Élections de l’ITAA : nous offrons à chaque candidat l’espace nécessaire pour se présenter via un format uniforme. Un terrain d’entente équitable pour chaque voix.
Quelle est la réalisation majeure de votre parcours récent dont vous tirez une fierté particulière ?
S’il y en a une que je souhaite retenir, c’est celle d’avoir fourni une aide à plusieurs consœurs et confrères dans le cadre de leurs efforts à mettre en place des procédures et des règles visant à améliorer la gestion de la qualité et à se conformer à la loi LBC/FT et à la loi LCE.
Citez trois actions concrètes que vous souhaitez lancer au cours des 100 premiers jours suivant votre élection.
- Contribuer à l’évolution positive de notre profession par le renforcement de l’entraide et du partage des connaissances entre professionnels.
- Maintenir un soutien de l’ITAA aux efforts de formation et d’amélioration continue des compétences de nos membres
- Entretenir une sensibilisation continue des décideurs politiques par rapport au rôle crucial de nos membres dans le cadre d’un contexte économique où nos clients sont confrontés continuellement à des défis
Sur quels piliers l’Institut doit-il, selon vous, accentuer ses efforts, et quels dossiers pourraient éventuellement passer au second plan ?
- Renforcement des liens entres les membres et avec l’ITAA
- Veiller à ce que la charge administrative de nos membres soit raisonnable et proportionnelle en fonction de la taille des cabinets
- Lancement d’un chantier, le plus large possible, au sujet de l’intelligence artificielle et de ses impacts sur nos membres.
Quelle serait votre solution « disruptive » pour redonner de l’attractivité et de la sérénité à la profession ?
Nous traversons une période où les jeunes sont attirés par le « story telling ». Le meilleur exemple à ce sujet est le succès retentissant de Dr. Philippe Boxho qui a réussi, à lui seul, à rendre la spécialité de médecin légiste très attractive pour plusieurs étudiants en médecine.
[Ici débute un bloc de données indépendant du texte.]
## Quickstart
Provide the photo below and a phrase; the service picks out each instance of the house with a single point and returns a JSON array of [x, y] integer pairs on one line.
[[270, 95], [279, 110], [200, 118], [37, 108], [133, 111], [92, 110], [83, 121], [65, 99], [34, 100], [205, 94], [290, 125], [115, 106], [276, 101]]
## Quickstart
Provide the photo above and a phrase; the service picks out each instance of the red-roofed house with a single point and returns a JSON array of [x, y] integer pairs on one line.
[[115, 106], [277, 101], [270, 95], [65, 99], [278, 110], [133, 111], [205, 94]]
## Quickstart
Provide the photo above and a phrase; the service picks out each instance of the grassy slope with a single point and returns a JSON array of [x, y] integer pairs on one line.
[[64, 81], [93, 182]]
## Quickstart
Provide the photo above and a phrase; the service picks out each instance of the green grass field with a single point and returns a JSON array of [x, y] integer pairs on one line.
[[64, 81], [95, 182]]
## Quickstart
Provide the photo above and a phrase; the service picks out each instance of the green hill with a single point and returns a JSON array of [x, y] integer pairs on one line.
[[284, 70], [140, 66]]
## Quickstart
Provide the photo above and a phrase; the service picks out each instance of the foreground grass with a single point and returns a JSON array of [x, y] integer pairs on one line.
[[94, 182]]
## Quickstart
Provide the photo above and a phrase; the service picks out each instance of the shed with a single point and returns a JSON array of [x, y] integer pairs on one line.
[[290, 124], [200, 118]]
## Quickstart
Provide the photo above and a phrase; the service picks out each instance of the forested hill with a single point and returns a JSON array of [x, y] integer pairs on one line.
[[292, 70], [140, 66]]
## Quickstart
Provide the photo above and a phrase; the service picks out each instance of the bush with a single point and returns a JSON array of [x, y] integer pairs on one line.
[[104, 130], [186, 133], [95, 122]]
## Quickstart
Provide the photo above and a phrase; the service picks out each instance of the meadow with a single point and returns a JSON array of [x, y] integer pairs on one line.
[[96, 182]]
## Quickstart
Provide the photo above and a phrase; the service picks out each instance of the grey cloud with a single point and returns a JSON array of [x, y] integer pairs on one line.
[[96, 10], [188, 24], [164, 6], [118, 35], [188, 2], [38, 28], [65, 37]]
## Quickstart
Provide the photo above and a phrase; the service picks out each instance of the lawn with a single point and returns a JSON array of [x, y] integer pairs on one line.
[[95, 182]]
Je pense que nous devons nous en inspirer pour développer une campagne visant à donner une image plus dynamique et émotionnellement plus riche et diversifiée que celle d’une profession technique sans allure « excitante ».
Comment l’ITAA va-t-il concrètement accompagner ses membres pour transformer la révolution de l’IA en opportunité ?
Je crois que l’ITAA devra, comme elle l’a fait pour d’autres sujets dans le passé, lancer une initiative très large visant à introduire les questions liées à l’intelligence artificielle au cœur des réflexions de nos membres. Une première initiative serait d’organiser des rencontres (séminaires, tables rondes, workshop, etc.) sur le sujet, avec des invités spécialisés prêts à partager de façon très concrète leur savoir et leur réflexion avec nos membres.
Comment comptez-vous créer des synergies entre les différentes unions professionnelles et le monde politique ?
Une des pistes à explorer est celle d’un forum réunissant l’ensemble des associations professionnelles avec l’objectif de définir quelques thèmes (par plus de trois) qui constitueraient la primauté pour toutes et sur lesquelles toutes les associations s’engageraient à travailler avec une réelle approche de l’objectif commun. J’estime que cette approche permettra de réunir ce qui est épares sans pour autant enlever aux associations leur rôle constructif et nécessaire dans l’organisation de notre profession.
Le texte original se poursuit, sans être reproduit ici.